How bioscience incubators help industries grow

The need for supplying reasonable accommodations and mentoring services for startup companies is not a new concept. Most first-time business owners come from areas they know very well. They are experts in their chosen fields. For example, in bioscience and medicine, most new companies are started by trained scientists and medical professionals. They know their trade, but they often don’t know much about business. After all, that has never been their profession.

The “incubation” of startup companies is, therefore, understood to be an important part of the initial development of a company to assure its success. In bioscience this is especially true, as the journey from discovery to business success takes a long time and requires enormous financial resources. Indeed the CEO views his or her job as one that revolves as much around funding as scientific research.

Bioscience incubators provide not only reasonably priced office and laboratory space, but offer services, such as mentoring, for the knowledge gaps that often plague startups. Going from an academic research department to being a commercial business is a dramatic change, and the OTRADI Bioscience Incubator and other similar incubators prepare and train company heads to form and expand their new ventures. OBI fast tracks a company from the lab to the marketplace.

The bioscience and medical sectors of business are extremely important to any region. When strong, they supply some of this country’s best paying and professional jobs. All of us who live in Oregon know how important this is. For our economy, these startup bioscience companies must be nurtured and armed with information in order to succeed. Their success embellishes Oregon’s economy.

But there is another realm that benefits from a strong bioscience sector. We are now living longer than ever before. Even as close as the turn of the 19th century, the average lifespan only lasted 48 years. Now, many of us will still be here well into our 80s and beyond. What most of us want, then, is not just a longer life, but longer life coupled with a higher quality of life. We want to live and enjoy living as independently as possible. This requires research into the reasons for an often decreased quality of life as we age.
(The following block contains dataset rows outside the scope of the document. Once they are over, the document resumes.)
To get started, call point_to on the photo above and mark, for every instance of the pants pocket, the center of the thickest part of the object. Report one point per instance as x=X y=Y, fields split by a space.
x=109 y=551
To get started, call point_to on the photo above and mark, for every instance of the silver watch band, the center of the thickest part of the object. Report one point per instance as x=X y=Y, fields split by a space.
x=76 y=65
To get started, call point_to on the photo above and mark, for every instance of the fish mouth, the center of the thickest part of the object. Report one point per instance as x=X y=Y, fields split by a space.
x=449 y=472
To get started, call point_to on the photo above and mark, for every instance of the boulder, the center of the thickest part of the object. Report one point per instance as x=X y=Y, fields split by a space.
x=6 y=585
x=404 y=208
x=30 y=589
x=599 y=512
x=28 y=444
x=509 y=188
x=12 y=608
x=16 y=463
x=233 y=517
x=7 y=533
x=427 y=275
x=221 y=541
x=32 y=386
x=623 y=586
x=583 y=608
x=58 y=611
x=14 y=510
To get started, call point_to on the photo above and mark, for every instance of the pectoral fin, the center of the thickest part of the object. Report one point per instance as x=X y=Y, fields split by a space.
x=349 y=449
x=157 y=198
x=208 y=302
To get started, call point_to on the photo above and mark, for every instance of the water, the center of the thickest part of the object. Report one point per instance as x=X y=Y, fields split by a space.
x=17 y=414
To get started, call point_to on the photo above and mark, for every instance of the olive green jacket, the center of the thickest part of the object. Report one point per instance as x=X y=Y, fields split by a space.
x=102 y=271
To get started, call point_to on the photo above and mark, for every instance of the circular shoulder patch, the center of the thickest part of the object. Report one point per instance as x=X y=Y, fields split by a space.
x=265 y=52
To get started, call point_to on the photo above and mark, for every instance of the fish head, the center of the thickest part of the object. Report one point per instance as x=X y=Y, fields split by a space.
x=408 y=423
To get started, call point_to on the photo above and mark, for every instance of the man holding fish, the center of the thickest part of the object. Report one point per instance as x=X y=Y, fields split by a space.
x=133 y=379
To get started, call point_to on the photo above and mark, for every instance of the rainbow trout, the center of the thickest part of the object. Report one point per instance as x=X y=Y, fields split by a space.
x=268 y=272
Bioscience companies at the early stage are the natural progression from academia. The research into the therapies that will allow us a long and enjoyable life begin with clinical discovery and then travel to commercialization – only if a team is both lucky and prepared. Unfortunately, that is not what often happens. Scientists conduct research and leave their positions. The therapy languishes. It does not become one of those drugs, devices or products that cure arthritis so we can move independently in our older years without pain; or offer cures to cancer that target only the cancer cells, making treatment less severe.

With a bioscience incubator, that research can move more smoothly from lab to the marketplace. Through the nurturing of new companies, OBI can offer a roadmap to successful market penetration. Its companies will grow and bring on other therapies that further build pipelines.

When OBI opened in June 2013, it was 100 percent full within six weeks. We now have a growing waiting list of companies seeking OBI space, but unfortunately space is not yet available.

This year, my goal is to increase the space offered within the OBI facility and offer it to more startup companies. I would also like to be able to offer additional space to some of our current client companies that need it. In addition to the physical plant, another of OBI’s goals is to increase the services offered with a statewide BioMentoring program and a monthly informational series that puts companies in touch with those in the business world who offer services and advice businesses need. Collaboration breeds success.

To accomplish this, we are planning to increase our financial resources. A lack of funding has slowed the OBI’s growth. We will soon announce a capital campaign to help finance the many goals of OBI for 2014 and beyond.

The OBI has been fortunate to have a group of experts helping with our expansive goals. Our OBI Advisory Board is made up of some of the best minds in the business world in the areas of strategy and planning for incubators; financial diversification; and BioMentoring. I am grateful to those who have given so much time to help OBI grow and become more successful.

There is so much that depends on an OBI success story. Our economy, our lives, our future – we all want to smell the roses for as long as we can.